Le chiese di uscire da dietro il bancone con le mani in avanti, poi rivolse un cenno a uno dei suoi uomini, più giovane e più grasso di lui. Il vicesceriffo sganciò un paio di manette dalla cintura e attese paziente che Geneva venisse avanti. Lei fissò la scena di fronte a sé come se fosse stata allestita per vivacizzare l’ambiente, come se quegli uomini fossero pessimi attori che recitavano un copione mal scritto.

“Parker, che cavolo di stronzata è questa?”

“Geneva, non parli,” disse Darren. “Non dica niente.”

“È in arresto per l’omicidio di Missy.”

Huxley si girò di scatto sullo sgabello. Tim scattò in piedi e protestò: “Ma siete matti? Che motivo avete di credere che Geneva ha ammazzato Missy?”

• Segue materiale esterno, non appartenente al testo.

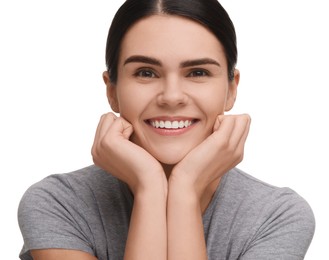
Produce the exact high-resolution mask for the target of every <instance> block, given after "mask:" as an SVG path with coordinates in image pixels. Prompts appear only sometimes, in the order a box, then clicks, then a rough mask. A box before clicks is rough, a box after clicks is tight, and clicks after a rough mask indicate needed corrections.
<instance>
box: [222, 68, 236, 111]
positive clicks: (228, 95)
mask: <svg viewBox="0 0 329 260" xmlns="http://www.w3.org/2000/svg"><path fill="white" fill-rule="evenodd" d="M239 81H240V71H239V70H237V69H235V70H234V78H233V80H231V81H230V82H229V86H228V90H227V97H226V105H225V111H230V110H231V109H232V108H233V106H234V103H235V100H236V95H237V88H238V85H239Z"/></svg>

“Abbiamo prove che indicano che la signora Sweet è stata l’ultima a vederla viva.”

“Ma che… E l’ho stuprata, anche?” sbottò Geneva.

Il vice con le manette disse: “Non crediamo più che ci sia stato stupro.”

“Basta così.” Van Horn lo riprese in tono aspro per avere parlato a sproposito e gli ordinò di ammanettarla subito. Huxley e Tim cercarono di bloccare il passaggio al tutore dell’ordine. “Ho posto in auto per tutti e tre,” minacciò lo sceriffo, ed entrambi indietreggiarono. Il vice raggiunse Geneva dietro il bancone e – con una certa gentilezza, notò Darren – chiuse i suoi polsi esili nei due bracciali di metallo. La porta della cucina si aprì e ne uscì Faith, che mandò un urlo.

“Che state facendo a mia nonna?”

Darren spostò lo sguardo da lei a Huxley e Tim, e infine a Geneva, che gli stava passando davanti con i polsi ammanettati dietro la schiena, la mano del vicesceriffo ben salda sulla spalla. Darren li seguì fuori e stette a osservare mentre l’agente la faceva salire in macchina, accompagnandola con una mano sulla testa perché non battesse contro la cornice della portiera. Dentro a metà, lei si fermò a guardare indietro, verso il suo locale, il posto attorno al quale ruotava tutta la sua vita.

“Huxley,” disse. Era uscito anche lui, insieme a Tim e a qualche altro cliente. “Chiudi qua e chiama l’avvocato a Timpson, quello che è venuto quando hanno sparato a Joe.” Poi fissò Darren. Lui notò un tremolio del labbro inferiore, la prima crepa che scorgeva nella sua corazza, il primo segno visibile che era terrorizzata. “Non parli, per nessun motivo,” le disse, attingendo alle sue nozioni di diritto penale. E fece una promessa che non era sicuro di poter mantenere. “La tirerò fuori.” Geneva annuì e si infilò sul sedile posteriore dietro la griglia divisoria.